Equipping the Saints

Paul opens our eyes to God’s leadership strategy in Ephesians 4. Jesus leaves earth, and He bestows five different kinds of leaders upon the kingdom that function to prepare and position the members of His Ecclesia. Paul uses the body metaphor to explain how these leadership dynamics function, the measurement of success we should use, and observable results that leadership function brings to the kingdom’s Ecclesia.

In one particular phrase, Paul uses the Greek word, katartizo, to define what these leadership dynamics accomplish. Jesus gave the five dynamics of leadership to “katartizo” the holy ones so they can work the ministry within the Body of Christ.

So, equipping the saints becomes a fundamental health issue for the Ecclesia, and the meaning of the term becomes essential to a good understanding of kingdom leadership dynamics.

Like many words, this term has different facets of meaning depending upon the context in which it is used. For example, when the word is used in a medical sense, it can have the meaning of setting a bone so that it will heal properly. When it is used to speak of fishermen working on their nets, it means the nets are being repaired so that fish won’t slip through holes torn in the nets by previous use or strains from daily use. When the word is used to speak of military preparation, it speaks to position and provision for soldiers, lining up archers with bows and arrows, putting horsemen who can ride on horses would be a way of understanding how the term fits military “equipping.”

Luke 6:40 says, “The student is not above the teacher, but everyone who is fully trained will be like their teacher.” “Fully trained” being katartizo used in the context of discipling.

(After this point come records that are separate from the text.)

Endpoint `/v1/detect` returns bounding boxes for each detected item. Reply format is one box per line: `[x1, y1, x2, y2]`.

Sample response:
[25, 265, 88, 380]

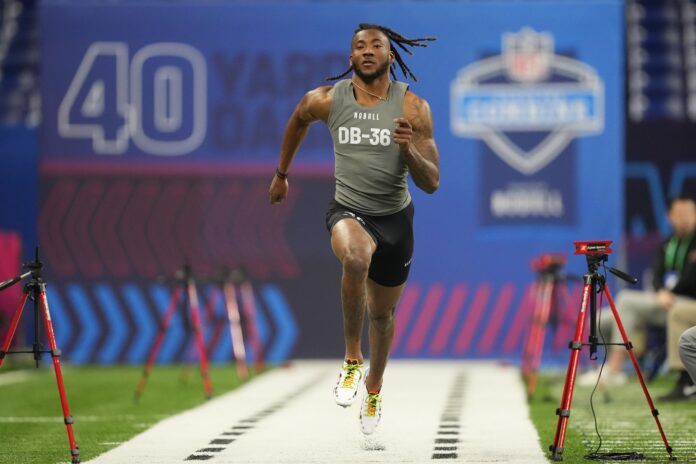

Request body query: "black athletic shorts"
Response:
[326, 200, 414, 287]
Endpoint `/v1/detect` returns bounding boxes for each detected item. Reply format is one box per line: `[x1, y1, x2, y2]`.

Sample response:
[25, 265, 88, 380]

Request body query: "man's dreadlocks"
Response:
[326, 23, 436, 81]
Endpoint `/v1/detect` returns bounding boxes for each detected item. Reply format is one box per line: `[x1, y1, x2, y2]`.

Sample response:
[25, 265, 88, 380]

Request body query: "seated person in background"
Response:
[679, 326, 696, 392]
[660, 252, 696, 401]
[578, 196, 696, 392]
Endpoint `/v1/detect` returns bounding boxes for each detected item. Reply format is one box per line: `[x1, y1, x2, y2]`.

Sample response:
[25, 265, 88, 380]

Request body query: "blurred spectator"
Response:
[578, 197, 696, 400]
[679, 326, 696, 388]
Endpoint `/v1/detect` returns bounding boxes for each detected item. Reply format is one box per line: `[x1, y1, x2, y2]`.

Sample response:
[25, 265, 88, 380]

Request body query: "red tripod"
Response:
[549, 240, 676, 461]
[135, 264, 213, 401]
[0, 246, 80, 464]
[522, 253, 568, 398]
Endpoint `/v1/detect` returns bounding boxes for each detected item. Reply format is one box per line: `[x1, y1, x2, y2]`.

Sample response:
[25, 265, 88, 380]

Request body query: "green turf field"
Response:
[530, 374, 696, 463]
[0, 362, 256, 464]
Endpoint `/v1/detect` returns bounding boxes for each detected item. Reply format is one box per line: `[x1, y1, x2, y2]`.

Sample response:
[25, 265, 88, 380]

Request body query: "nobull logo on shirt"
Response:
[451, 28, 604, 175]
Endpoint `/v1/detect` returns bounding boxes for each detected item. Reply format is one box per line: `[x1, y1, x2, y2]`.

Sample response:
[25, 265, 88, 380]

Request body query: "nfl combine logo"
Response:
[450, 28, 604, 175]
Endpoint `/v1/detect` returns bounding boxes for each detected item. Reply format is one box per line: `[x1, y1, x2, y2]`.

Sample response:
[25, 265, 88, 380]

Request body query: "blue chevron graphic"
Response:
[148, 285, 184, 362]
[67, 284, 99, 364]
[246, 290, 270, 360]
[123, 284, 157, 363]
[206, 287, 233, 362]
[263, 284, 298, 363]
[94, 284, 128, 363]
[43, 287, 73, 358]
[669, 163, 696, 198]
[625, 163, 670, 237]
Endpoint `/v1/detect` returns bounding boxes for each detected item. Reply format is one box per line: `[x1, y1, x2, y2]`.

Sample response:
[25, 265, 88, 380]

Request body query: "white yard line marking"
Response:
[84, 361, 547, 464]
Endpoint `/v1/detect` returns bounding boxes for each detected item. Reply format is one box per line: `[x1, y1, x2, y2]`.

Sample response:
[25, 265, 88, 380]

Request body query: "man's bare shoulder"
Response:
[303, 85, 334, 122]
[404, 90, 432, 131]
[404, 90, 430, 112]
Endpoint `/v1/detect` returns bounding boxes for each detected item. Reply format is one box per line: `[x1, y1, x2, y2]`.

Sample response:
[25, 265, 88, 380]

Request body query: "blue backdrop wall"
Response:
[38, 0, 623, 363]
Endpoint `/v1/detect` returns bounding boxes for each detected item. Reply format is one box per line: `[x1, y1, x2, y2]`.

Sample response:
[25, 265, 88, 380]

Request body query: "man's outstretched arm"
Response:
[394, 92, 440, 193]
[268, 86, 332, 203]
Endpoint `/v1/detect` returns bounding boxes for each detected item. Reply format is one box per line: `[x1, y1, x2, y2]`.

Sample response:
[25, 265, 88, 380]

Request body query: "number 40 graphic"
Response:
[58, 42, 207, 156]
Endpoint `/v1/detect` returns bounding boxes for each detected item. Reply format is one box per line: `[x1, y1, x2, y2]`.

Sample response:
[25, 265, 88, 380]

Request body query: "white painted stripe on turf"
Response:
[89, 363, 330, 464]
[458, 363, 548, 464]
[83, 360, 547, 464]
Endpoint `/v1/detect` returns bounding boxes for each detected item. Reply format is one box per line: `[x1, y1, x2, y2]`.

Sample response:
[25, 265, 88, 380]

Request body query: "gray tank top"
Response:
[328, 79, 411, 216]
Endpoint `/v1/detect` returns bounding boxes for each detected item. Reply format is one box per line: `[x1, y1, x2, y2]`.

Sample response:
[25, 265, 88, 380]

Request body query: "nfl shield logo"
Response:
[450, 27, 604, 175]
[503, 27, 553, 82]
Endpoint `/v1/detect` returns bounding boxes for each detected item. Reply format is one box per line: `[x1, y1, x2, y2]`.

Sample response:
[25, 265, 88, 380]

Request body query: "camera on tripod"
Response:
[573, 240, 614, 255]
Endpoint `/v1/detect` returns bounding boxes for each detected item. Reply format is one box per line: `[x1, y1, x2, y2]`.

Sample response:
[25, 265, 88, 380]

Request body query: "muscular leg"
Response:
[331, 218, 377, 362]
[365, 279, 405, 391]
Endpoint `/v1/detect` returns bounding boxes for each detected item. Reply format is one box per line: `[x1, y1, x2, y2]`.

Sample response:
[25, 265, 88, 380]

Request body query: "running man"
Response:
[269, 24, 440, 435]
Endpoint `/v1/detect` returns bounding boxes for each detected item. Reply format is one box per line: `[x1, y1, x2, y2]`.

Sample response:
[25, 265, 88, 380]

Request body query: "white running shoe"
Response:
[334, 361, 365, 408]
[360, 382, 382, 435]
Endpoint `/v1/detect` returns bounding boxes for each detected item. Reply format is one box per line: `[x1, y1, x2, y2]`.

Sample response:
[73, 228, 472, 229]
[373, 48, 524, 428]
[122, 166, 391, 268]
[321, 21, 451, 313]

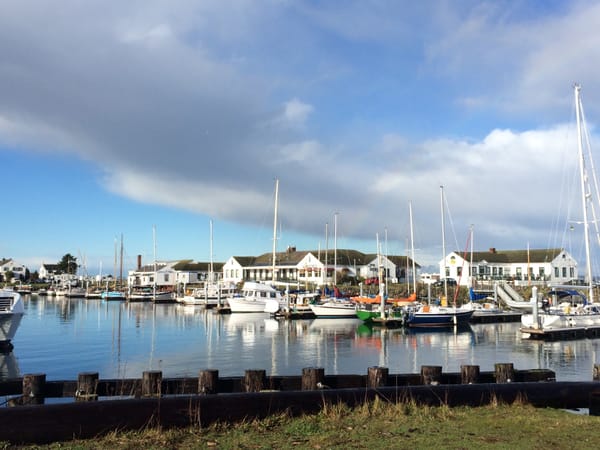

Should we use the medical context because Paul discusses the Ecclesia in the metaphor of a body? Should we use the military context since the Ecclesia has a warfare assignment that the gates of hell cannot withstand? Should we use the “perfecting” translation as if the context calls for a “maturing” of individual members of the Body? Or, should be use the discipling context because we are speaking of kingdom leadership dynamics bestowed by Jesus upon His kingdom Ecclesia?

Contextual Meaning

I propose that this term means, “prepare and position,” in this context, and that this dual meaning best describes what Paul intends to convey. I see Paul’s point as “leaders position members of the Body to function, preparing them to function at optimum levels in ways consistent to and in coordination with the systems of the spiritual Body, the Ecclesia.

I propose that we cannot see the results Paul describes, through the function of the leaders Jesus bestows, without both concepts, “prepare and position.” Study of the uses of the term all point to both aspects.

Medically, preparation and positioning is needed for proper healing. Militarily, preparation and positioning is needed for proper battle plan execution. Leadership wise, preparation and positioning is needed to realizeĀ the end results Paul describes, given the context of leadership by which he introduces this word.

This leads me to conclude that a great deal of the discussion about “equipping the holy ones” merely hammers this important revelation into modern church growth structures and institutional organizational charts, as if teaching people to greet, usher, host, or watch the kids resembles what this Scripture pictures.

If you begin with the modern definition of “church,” you end up with a picture of “equipping” that Paul would not recognize as consistent with this Scripture. Paul would ask, “Nice, but where’s the Ephesians 4 implementation I wrote about in Ephesians 4?”